MA exhibited 75%, 45%, and 26% higher leg press maximal strength compared with SOA, AE, and young, respectively (P < .01). MA leg press RFD was not different from young, but was higher compared to AE and SOA during both the initial (0-50 ms: 104%-177%, P < .05) and late phase (100-200 ms: 37%-52%, P < .05) of muscle contraction. MA also showed better mean (SD) performance compared with AE and SOA (P < .05) in more force-demanding functional tasks; chair-rising ability (MA: 6.2 (1.2) seconds; AE: 8.6 (1.8) seconds; SOA: 9.7 (3.0) seconds; young: 6.5 (1.0) seconds) and stair-climbing power (MA: 701 (161) W; AE: 556 (104) W; SOA: 495 (116) W; young: 878 (126) W).
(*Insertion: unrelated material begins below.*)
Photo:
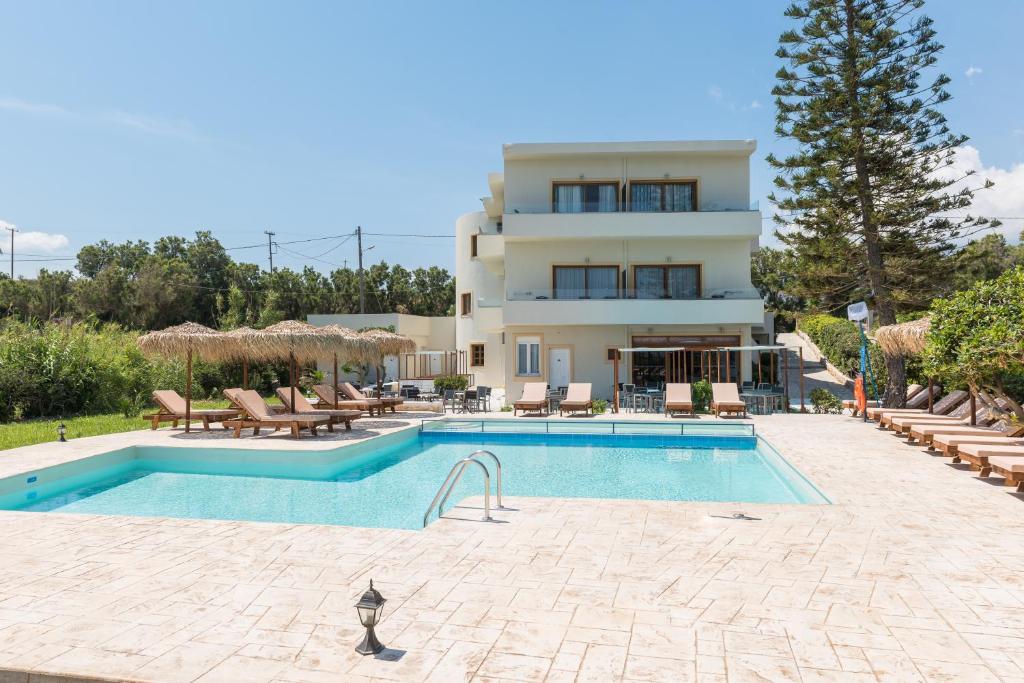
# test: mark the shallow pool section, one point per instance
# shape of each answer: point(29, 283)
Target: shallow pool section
point(390, 483)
No differences (mean (SD)) were observed between MA and AE in less force-demanding tasks, but both groups were superior (P < .05) compared with SOA in walking speed (MA: 1.49 (0.21) m·s; AE: 1.56 (0.17) m·s; SOA: 1.27 (0.22) m·s; young: 1.62 (0.22) m·s) and balance test completion (MA: 45%; AE: 45%; SOA: 0%; young: 100%).
Our results reveal that maintaining a high muscle force-generating capacity into older age is related to beneficial effects on functional performance, which may not be achieved with recreational activity, thus highlighting strength training as an important contribution to healthy aging.
体力随着年龄的增长而下降。然而,长期力量训练对于各种力量需求的功能性任务中与年龄相关的限制的衰减作用尚不清楚。
在一项横断面研究中,我们评估了 11 名力量训练大师运动员(MA)、11 名娱乐性活动的老年人(AE)、10 名久坐的老年人(SOA)和 9 名适度活跃的年轻对照组的最大肌肉力量、初始和后期力量发展速率(RFD)以及 4 项功能表现测试。功能表现分为两类:更需要力量(坐起能力和爬楼梯能力)和较少需要力量(习惯性步行速度和单腿站立)任务。
MA 的腿部按压最大力量分别比 SOA、AE 和年轻组高 75%、45%和 26%(P <.01)。MA 的腿部按压 RFD与年轻组无差异,但在初始(0-50 ms:104%-177%,P <.05)和后期(100-200 ms:37%-52%,P <.05)肌肉收缩阶段均高于 AE 和 SOA。MA 在更需要力量的功能性任务中也表现出比 AE 和 SOA 更好的平均(SD)表现(P <.05);坐起能力(MA:6.2(1.2)秒;AE:8.6(1.8)秒;SOA:9.7(3.0)秒;年轻:6.5(1.0)秒)和爬楼梯能力(MA:701(161)W;AE:556(104)W;SOA:495(116)W;年轻:878(126)W)。MA 与 AE 之间在较少需要力量的任务中没有差异(平均(SD)),但与 SOA 相比,两组在步行速度(MA:1.49(0.21)m·s;AE:1.56(0.17)m·s;SOA:1.27(0.22)m·s;年轻:1.62(0.22)m·s)和平衡测试完成率(MA:45%;AE:45%;SOA:0%;年轻:100%)方面表现更优(P <.05)。
我们的结果表明,在老年时保持较高的肌肉力量产生能力与功能性表现的有益影响有关,而这种影响可能无法通过娱乐性活动实现,这突出了力量训练作为健康老龄化的重要贡献。